Antiviral drug discovery is hard, and we shouldn’t expect to discover a silver bullet drug during the next outbreak. However, it is very likely there will be some existing or investigational drugs or GRAS products that have weak antiviral activity. If taken in isolation, these compounds would do almost nothing. However, it’s possible a carefully constructed combination could be quite powerful.

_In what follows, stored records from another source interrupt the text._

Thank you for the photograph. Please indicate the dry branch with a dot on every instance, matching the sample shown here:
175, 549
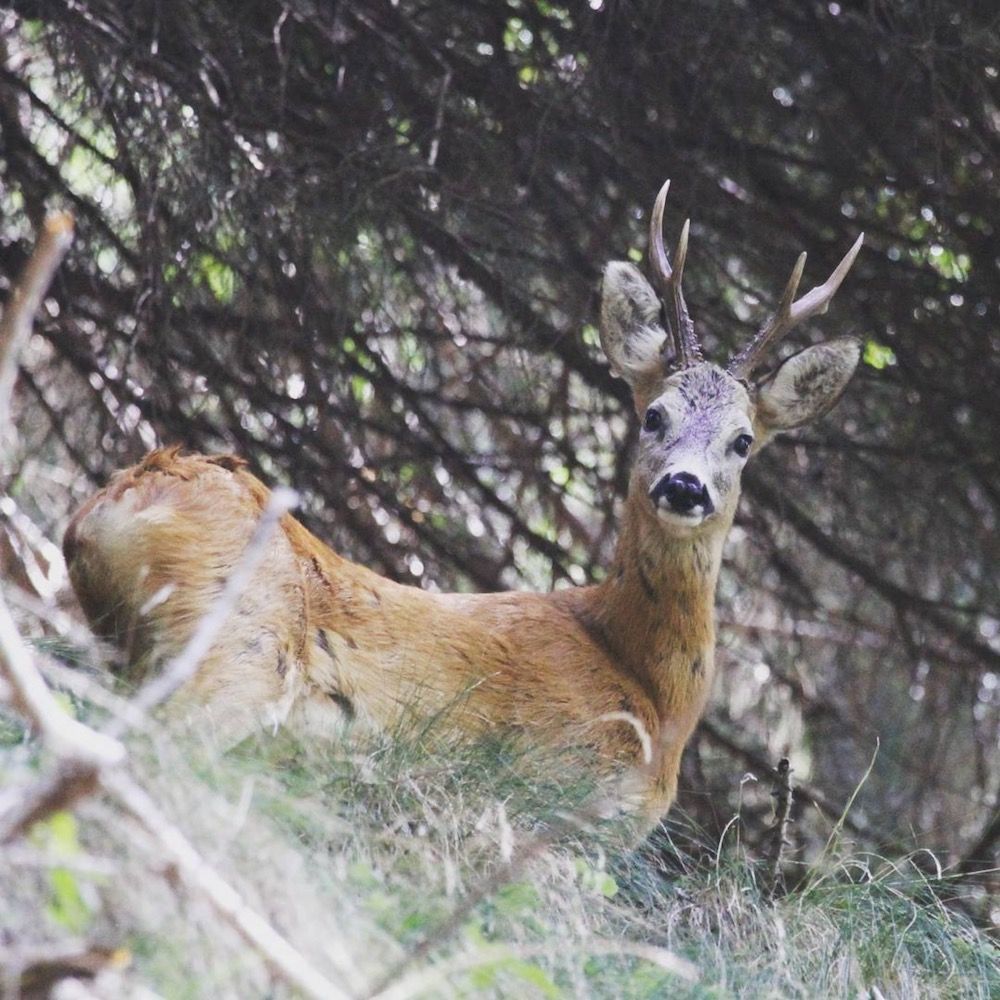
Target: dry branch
183, 666
25, 298
203, 880
781, 789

In light of all this, developing better methods for designing antiviral combinations appears particularly high leverage. Toward that end, there are several promising avenues for work, including building better public domain datasets,^[4] custom AI agents for combination design, and new techniques for high throughput screening of combinations.

Further reading

• “Benchmarking open-source tools for in silico antiviral drug discovery” - Daniel C. Elton and Preston W. Estep, arXiv pre-print, May 2026.
  
   

1. ^{^}

   Tabarrok’s model predicts a range between 130,000 - 350,000 lives lost due to a four month delay in vaccine availability. Four months earlier would have been around August 10th, 2020. This would have been 20 days after Pfizer submitted positive Phase I/II data on the safety and immunogenicity of their vaccine to the journal Nature. Decades of work with vaccines has shown that immunogenicity is highly correlated with efficacy. See my timeline of vaccine EUAs for more details. Tabarrok’s work is consistent with other modeling work on the detrimental effects of vaccine delay during the pandemic.

2. ^{^}

   Antiviral classes: neutralizing antibodies, antiviral small molecules, soluble human receptors, antiviral CRISPR/Cas systems, interferons, antiviral peptides, antiviral proteins, antiviral nucleic acid polymers, antisense oligonucleotides/small interfering RNAs, and aptamers. Soluble human receptors, CRISPR/Cas systems, and nucleic acid polymers are all very much in the early stages of development. As reported in Science in 2025, researchers have developed synthetic carbohydrate receptors with broad-spectrum antiviral activity in vitro, but much more work is needed to prove out the concept in vivo, and receptors are expensive and difficult to manufacture. You may be wondering about the utility of antibodies for biosecurity. While there are many exciting new AI-enhanced tools for antibody design, antibodies are still expensive and difficult to manufacture and deliver at scale. Antibodies also require cold storage and delivery via IV or injection, making rapid dissemination challenging. Nasal antibody delivery could change that, but is very challenging. Generally, viruses can quickly evolve resistance to antibodies, as was observed during the pandemic. While there is ongoing research on broad-spectrum antibodies and antibody cocktails, it is still early stages. See our whitepaper for more about the pros and cons of different antiviral modalities.

3. ^{^}

   The antidepressant Bupropion was repurposed as a smoking cessation agent by GlaxoSmithKline in the late 1990s. Famously, the two most popular erectile dysfunction drugs on the market today both started as cardiovascular-related medications.

4. ^{^}

   We discuss several open source datasets containing binding affinity and in vitro screening data in our white paper, such as bindingdb, AntiviralDB, drugvirus.info, SMACC, and others. What is missing is a dataset containing information from the scientific literature on clinical trial results, side effect profiles, animal studies, etc. EHR data could also possibly be leveraged to gather information on side effects, and (through clinical trial emulation) possibly effective antiviral drugs and combinations.